[Vm-dev] BitBLt performance work

David Ungar ungar at me.com
Fri Mar 15 19:09:45 UTC 2013


Cool! Can't wait to read about the results. 

- David
Sent from my iPhone, tap tap

On Mar 15, 2013, at 12:01 PM, tim Rowledge <tim at rowledge.org> wrote:

> 
> I'm working on making bitBlt faster, specifically for the Raspberry Pi but with likely benefits for all machines. It only takes a quick look at the generated code to see there is a lot of room for improvement. Some comparison testing for broadly similar cases shows that our bitBlt is only about 10% of the performance of the X related pixman code. We really ought to be able to do better than that.
> 
> Part of the problem is simply the complexity buried within inner loops and that can often be dealt with easily enough. Part of it is Pi specific - the ARM11 buried in the SoC has a worst-case word load time of 150 cycles; so cache preloading and hinting is pretty important for any streaming type work. It also has very small caches by comparison to the Watt-sucking intel cpus in our desktops.
> 
> Where things get a bit trickier is working out what the blazes is going on with some of the weirder code; there's a *lot* of possible combinations of all the input variables and it looks like only a few are 'realistic'. For example the cmMaskTable/ShiftTable stuff has potential for a rather large number of combinations but only a few appear to be used. If anyone knows what the specs really are I'd be happy to hear about it.
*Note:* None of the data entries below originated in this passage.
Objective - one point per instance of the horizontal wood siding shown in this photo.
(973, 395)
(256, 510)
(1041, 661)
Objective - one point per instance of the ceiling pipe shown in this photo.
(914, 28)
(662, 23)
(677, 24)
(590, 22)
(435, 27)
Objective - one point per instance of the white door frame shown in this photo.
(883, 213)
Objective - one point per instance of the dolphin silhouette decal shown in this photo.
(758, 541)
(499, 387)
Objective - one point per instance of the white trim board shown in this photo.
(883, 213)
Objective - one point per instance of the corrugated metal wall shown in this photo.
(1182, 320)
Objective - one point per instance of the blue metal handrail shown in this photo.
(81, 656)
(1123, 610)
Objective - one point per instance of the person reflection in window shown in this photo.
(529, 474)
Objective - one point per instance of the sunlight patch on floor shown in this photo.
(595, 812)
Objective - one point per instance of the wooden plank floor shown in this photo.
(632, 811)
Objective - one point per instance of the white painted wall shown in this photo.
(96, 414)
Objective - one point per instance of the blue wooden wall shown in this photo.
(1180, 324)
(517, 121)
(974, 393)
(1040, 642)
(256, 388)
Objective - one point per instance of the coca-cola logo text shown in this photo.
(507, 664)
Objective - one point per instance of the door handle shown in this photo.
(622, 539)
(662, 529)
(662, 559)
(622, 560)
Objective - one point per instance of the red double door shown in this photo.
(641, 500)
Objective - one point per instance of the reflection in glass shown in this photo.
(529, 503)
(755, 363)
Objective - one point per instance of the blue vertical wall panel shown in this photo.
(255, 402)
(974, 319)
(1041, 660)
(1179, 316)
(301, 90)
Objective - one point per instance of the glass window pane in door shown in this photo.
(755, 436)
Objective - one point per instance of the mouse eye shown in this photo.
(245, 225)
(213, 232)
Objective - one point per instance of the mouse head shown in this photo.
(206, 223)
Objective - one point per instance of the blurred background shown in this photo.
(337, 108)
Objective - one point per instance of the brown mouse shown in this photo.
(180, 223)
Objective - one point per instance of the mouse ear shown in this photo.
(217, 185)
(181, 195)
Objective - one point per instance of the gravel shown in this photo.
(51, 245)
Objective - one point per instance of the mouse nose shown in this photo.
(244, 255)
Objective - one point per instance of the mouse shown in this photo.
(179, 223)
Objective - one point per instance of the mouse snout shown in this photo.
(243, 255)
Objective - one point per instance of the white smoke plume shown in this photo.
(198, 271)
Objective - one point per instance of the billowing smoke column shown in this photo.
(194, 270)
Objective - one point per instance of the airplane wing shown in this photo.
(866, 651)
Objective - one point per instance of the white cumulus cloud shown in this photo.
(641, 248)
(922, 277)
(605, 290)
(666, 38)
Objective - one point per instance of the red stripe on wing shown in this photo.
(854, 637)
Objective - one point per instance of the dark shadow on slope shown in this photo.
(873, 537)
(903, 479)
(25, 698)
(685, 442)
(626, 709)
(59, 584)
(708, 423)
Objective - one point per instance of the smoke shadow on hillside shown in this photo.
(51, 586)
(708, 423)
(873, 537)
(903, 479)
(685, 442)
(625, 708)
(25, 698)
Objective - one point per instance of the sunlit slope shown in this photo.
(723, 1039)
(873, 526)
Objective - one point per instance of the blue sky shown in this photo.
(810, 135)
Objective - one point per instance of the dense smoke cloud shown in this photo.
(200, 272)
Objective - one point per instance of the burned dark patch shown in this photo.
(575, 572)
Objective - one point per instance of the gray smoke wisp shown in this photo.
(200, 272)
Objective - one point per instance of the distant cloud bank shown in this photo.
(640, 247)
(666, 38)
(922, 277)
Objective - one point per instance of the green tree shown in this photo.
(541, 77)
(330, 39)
We have 40 combination rules, halftone forms, clipping rectangles, swapped-endian bitmaps, external bitmaps, and colormaps and probably pink unicorns.
> 
> As mentioned in my mail about the pixelpeeker plugin, some cases are probably best pulled out of bitblt entirely. I suspect that getting the load-up related code cleaner will help quite a bit since there is a lot of work to do before even a tiny blt. Rapid detection of special cases can obviously help - but having some clear evidence of what *Actual* cases are common and worth attacking would be nice.
> 
> Info about any facets of the weirder blt code, data about actual common cases, experiences in trying to improve performance, anything you think might help, all welcomed.
> 
> 
> 
> tim
> --
> tim Rowledge; tim at rowledge.org; http://www.rowledge.org/tim
> Machine-independent:  Does not run on any existing machine.